Tuesday, March 4, 2008

Day 213 - Williamsburg's Ethnic Arc


My friend Shelby and I took a wonderful stroll through an arc of ever-changing Williamsburg today.

We started out at Pratt in Fort Greene and wended our way north through the Hasidic neighborhoods in South Williamsburg. Incredibly, I don't think I'd ever really been through this area before on foot--at least not the eastern sections in Broadway Triangle that appeared more like a shtetl than a Brooklyn neighborhood. It was an incredible sight: every sign in Hebrew or Yiddish and every single person I passed a member of the Hasidim. I don't know why I was so naive about this, but it was exhilarating to walk through.

North of Broadway, we stopped in at the Moore St. Market which is one of the dozen or so public markets created during the LaGuardia administration in the 1930s to round up and put all of the pushcart peddlers under one roof. The goal was primarily to make streets less congested. But corralling the vendors also made it easier for inspectors to check their scales and ensure that they weren't shorting customers. The market is the source of some community consternation lately. Vendors, mostly of religious and cultural knick-knacks and a handful of purveyors of produce of questionable quality, feel pressured by the City's Economic Development Corporation to move out. EDC, at the same time, is working to improve the breadth of offerings at the market.
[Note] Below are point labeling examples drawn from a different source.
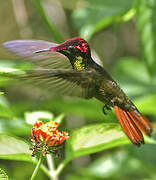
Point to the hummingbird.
(69, 65)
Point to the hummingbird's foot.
(105, 108)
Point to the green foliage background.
(123, 35)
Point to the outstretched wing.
(64, 82)
(28, 49)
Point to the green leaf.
(3, 175)
(12, 148)
(94, 138)
(147, 104)
(96, 15)
(135, 82)
(146, 24)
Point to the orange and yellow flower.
(47, 135)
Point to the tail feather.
(133, 124)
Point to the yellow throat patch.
(78, 64)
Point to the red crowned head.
(73, 47)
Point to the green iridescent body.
(104, 88)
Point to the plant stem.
(37, 167)
(49, 24)
(61, 167)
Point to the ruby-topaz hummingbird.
(70, 66)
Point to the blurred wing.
(64, 82)
(27, 49)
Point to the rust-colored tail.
(133, 123)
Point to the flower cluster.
(46, 136)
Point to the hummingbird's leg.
(105, 107)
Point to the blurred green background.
(122, 34)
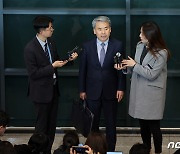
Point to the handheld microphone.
(117, 58)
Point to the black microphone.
(76, 49)
(117, 58)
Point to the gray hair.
(102, 19)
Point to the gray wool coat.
(148, 85)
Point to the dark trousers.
(149, 127)
(109, 109)
(46, 119)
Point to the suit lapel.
(108, 52)
(95, 53)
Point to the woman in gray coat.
(148, 83)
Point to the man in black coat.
(42, 61)
(99, 82)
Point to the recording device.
(118, 58)
(79, 149)
(117, 152)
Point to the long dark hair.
(155, 40)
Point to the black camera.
(118, 58)
(79, 149)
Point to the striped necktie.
(102, 54)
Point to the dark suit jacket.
(40, 71)
(96, 80)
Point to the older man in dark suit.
(42, 61)
(99, 82)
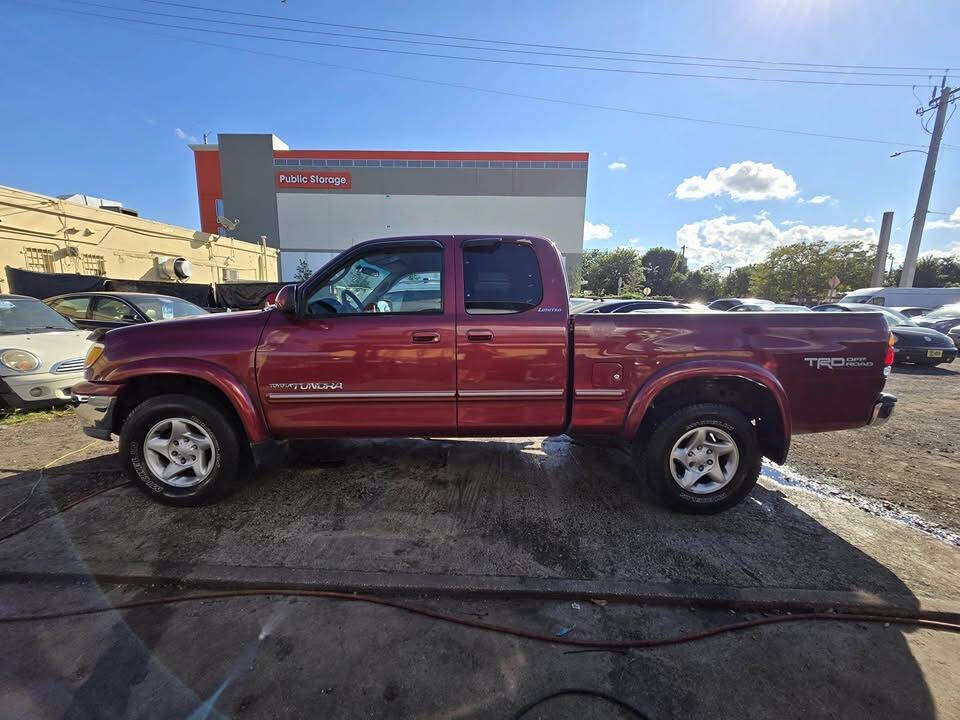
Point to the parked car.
(941, 319)
(914, 344)
(730, 303)
(903, 297)
(911, 311)
(624, 306)
(700, 398)
(749, 307)
(954, 335)
(93, 310)
(41, 353)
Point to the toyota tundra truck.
(472, 336)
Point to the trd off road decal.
(831, 363)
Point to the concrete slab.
(335, 659)
(529, 508)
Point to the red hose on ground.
(516, 632)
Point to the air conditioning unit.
(174, 268)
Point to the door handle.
(426, 336)
(480, 335)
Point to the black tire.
(214, 422)
(656, 458)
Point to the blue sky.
(108, 108)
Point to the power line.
(539, 45)
(526, 96)
(497, 61)
(489, 49)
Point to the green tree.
(799, 272)
(303, 271)
(660, 266)
(737, 282)
(608, 272)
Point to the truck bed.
(796, 355)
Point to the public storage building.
(312, 204)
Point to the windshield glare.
(897, 318)
(19, 315)
(166, 308)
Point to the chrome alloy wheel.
(704, 460)
(179, 452)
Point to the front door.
(361, 359)
(511, 357)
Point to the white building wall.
(333, 221)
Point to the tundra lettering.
(470, 336)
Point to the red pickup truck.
(472, 336)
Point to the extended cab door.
(360, 360)
(511, 338)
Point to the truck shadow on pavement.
(533, 508)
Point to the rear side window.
(500, 277)
(72, 307)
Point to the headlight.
(93, 354)
(20, 360)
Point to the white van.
(904, 297)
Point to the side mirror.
(287, 299)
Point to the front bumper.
(883, 409)
(36, 389)
(96, 414)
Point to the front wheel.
(179, 450)
(703, 458)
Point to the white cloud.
(596, 231)
(951, 251)
(724, 241)
(951, 223)
(742, 181)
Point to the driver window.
(384, 280)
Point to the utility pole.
(926, 185)
(882, 247)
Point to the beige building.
(47, 234)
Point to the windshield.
(161, 307)
(19, 315)
(947, 311)
(896, 318)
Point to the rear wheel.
(180, 450)
(703, 458)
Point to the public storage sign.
(322, 180)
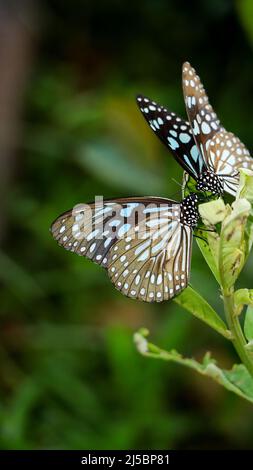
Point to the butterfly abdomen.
(189, 211)
(209, 181)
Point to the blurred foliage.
(70, 375)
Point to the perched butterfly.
(208, 153)
(144, 242)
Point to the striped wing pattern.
(148, 259)
(175, 133)
(226, 155)
(203, 120)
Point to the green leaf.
(234, 246)
(248, 323)
(210, 251)
(213, 212)
(190, 300)
(237, 380)
(243, 297)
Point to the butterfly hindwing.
(175, 133)
(226, 155)
(148, 257)
(203, 120)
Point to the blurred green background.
(70, 376)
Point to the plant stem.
(235, 328)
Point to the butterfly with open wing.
(144, 243)
(206, 151)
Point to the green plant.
(226, 251)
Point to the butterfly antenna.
(200, 238)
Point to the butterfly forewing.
(226, 155)
(153, 268)
(203, 120)
(148, 254)
(175, 133)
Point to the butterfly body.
(211, 182)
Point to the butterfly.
(209, 154)
(144, 243)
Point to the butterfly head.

Always in this neighborhood, change is viewed suspiciously as gentrification--as catering to a younger, whiter, more affluent group of newcomers at the expense of current residents.
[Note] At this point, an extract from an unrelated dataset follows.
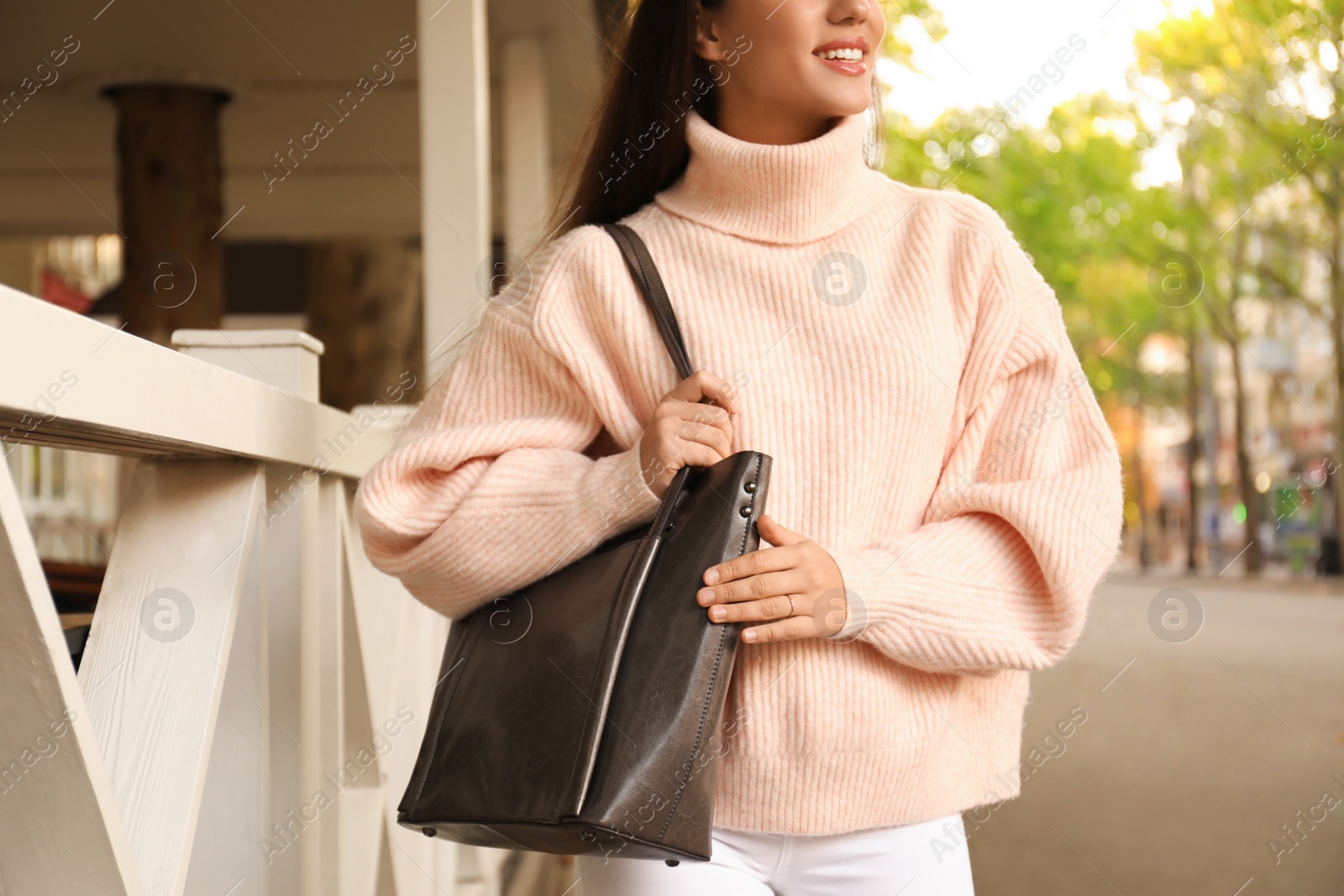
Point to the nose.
(850, 13)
After some malta, we set out on a route that took us north through old Italian Williamsburg along Manhattan, Grand and Metropolitan Avenues. These are areas like I grew up in--at least in terms of the demography. I was actually surprised to see as much as is still left. I assumed they were all hipsters at this point!

Here are some shots of old store signs and the odd architectural or street scene curiosity.

1 comment:

Unknown said...

I'm honored to have made an appearance in your blog. This was an awesome day, now made awesomer through your clever documentation. Where and when will we explore again?